Does anyone know why this is happening and how it can be fixed?

Time Step 128, time = 8.46486e+07 dt = 45 JDH DEBUG: NS::solve: initRes: 1.24659e-11, cs: 91164.9, x: 9.53473e-12, y: 8.01648e-12, t: 4.74109e-13, dt: 45 |residual|_2 of individual variables: disp_x: 0.00110822 disp_y: 0.000639612 temp: 4.74109e-13

0 Nonlinear |R| = 1.279550e-03 JDH DEBUG: JDH DEBUG: 0, DLS: 0, fnorm: 0.00127955, initRes: 1.24659e-11, rtol: 0.0005, lastNLRNorm: 0.00127955, divThr: 2.49319e-08 0 Linear |R| = 1.279550e-03 1 Linear |R| = 1.006161e-03 2 Linear |R| = 3.486754e-04 3 Linear |R| = 6.979361e-05 4 Linear |R| = 3.442148e-05 5 Linear |R| = 9.987243e-06 6 Linear |R| = 4.776626e-06 7 Linear |R| = 3.426650e-06 8 Linear |R| = 2.744815e-06 9 Linear |R| = 1.933792e-06 10 Linear |R| = 9.483082e-07 |residual|_2 of individual variables: disp_x: 0.0190795 disp_y: 0.0110118 temp: 4.75727e-13

1 Nonlinear |R| = 2.202923e-02 JDH DEBUG: Nonlinear solve was blowing up!

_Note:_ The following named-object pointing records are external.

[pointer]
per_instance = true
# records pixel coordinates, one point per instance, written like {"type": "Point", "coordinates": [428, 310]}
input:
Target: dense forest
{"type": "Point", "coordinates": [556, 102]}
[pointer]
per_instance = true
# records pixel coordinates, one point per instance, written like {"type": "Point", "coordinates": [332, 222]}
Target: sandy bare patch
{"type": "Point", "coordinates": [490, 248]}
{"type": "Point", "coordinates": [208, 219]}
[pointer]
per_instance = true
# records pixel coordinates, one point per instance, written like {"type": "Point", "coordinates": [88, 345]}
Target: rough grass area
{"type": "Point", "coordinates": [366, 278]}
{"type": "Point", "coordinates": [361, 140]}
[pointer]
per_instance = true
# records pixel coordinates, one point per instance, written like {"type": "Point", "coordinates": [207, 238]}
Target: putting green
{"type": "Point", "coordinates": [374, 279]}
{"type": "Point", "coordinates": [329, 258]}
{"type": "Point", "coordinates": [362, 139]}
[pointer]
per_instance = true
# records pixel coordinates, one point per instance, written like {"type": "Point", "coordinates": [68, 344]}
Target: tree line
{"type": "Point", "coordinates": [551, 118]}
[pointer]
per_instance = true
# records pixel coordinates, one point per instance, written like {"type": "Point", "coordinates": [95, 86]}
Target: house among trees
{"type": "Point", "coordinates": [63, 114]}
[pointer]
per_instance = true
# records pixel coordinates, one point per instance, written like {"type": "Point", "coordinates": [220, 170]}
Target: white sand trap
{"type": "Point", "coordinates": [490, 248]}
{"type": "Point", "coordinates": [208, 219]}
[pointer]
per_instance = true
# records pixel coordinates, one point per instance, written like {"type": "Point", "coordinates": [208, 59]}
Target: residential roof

JDH DEBUG: -6, DLS: 1, fnorm: 0.0220292, initRes: 1.24659e-11, rtol: 0.0005, lastNLRNorm: 0.0220292, divThr: 2.49319e-08 Solve Did NOT Converge! JDH DEBUG: **** SAME DT ***

Time Step 128, time = 8.46486e+07 dt = 45 JDH DEBUG: NS::solve: initRes: 0.00127297, cs: 91164.9, x: 0.00110251, y: 0.000636321, t: 4.74109e-13, dt: 45 |residual|_2 of individual variables: disp_x: 0.00110822 disp_y: 0.000639612 temp: 4.74109e-13

0 Nonlinear |R| = 1.279550e-03 < This solve is successful >

permcody commented 9 years ago

Without really diving in my guess would be that something is being lagged somewhere in the system and that extra failed solve is computing those objects which might bring the variables that they are effecting current for use in the next solve. You said that the x,y norms are changing as highlighted in your bolded output above but the printout of the norms just below the bold printouts doesn't show this. Perhaps you are printing values slightly early before the vectors are closed? I'm not sure why we are seeing that discrepancy.

Cody

On Wed, Mar 4, 2015 at 8:30 AM Jason Hales notifications@github.com wrote:

I have a BISON analysis that shows odd solver behavior. Eventually, the simulation reaches a point where the first nonlinear step for a new timestep results in a failed solve with MOOSE_DIVERGED_LINE_SEARCH. The time step is halved, and the next solve is successful. This happens again and again over many timesteps. The strange thing is that the NonlinearSystem _initial_residual is very different (many orders of magnitude) between the first, failed solve and the second successful solve. For the successful solve, the _initial_residual is much higher, making convergence easier.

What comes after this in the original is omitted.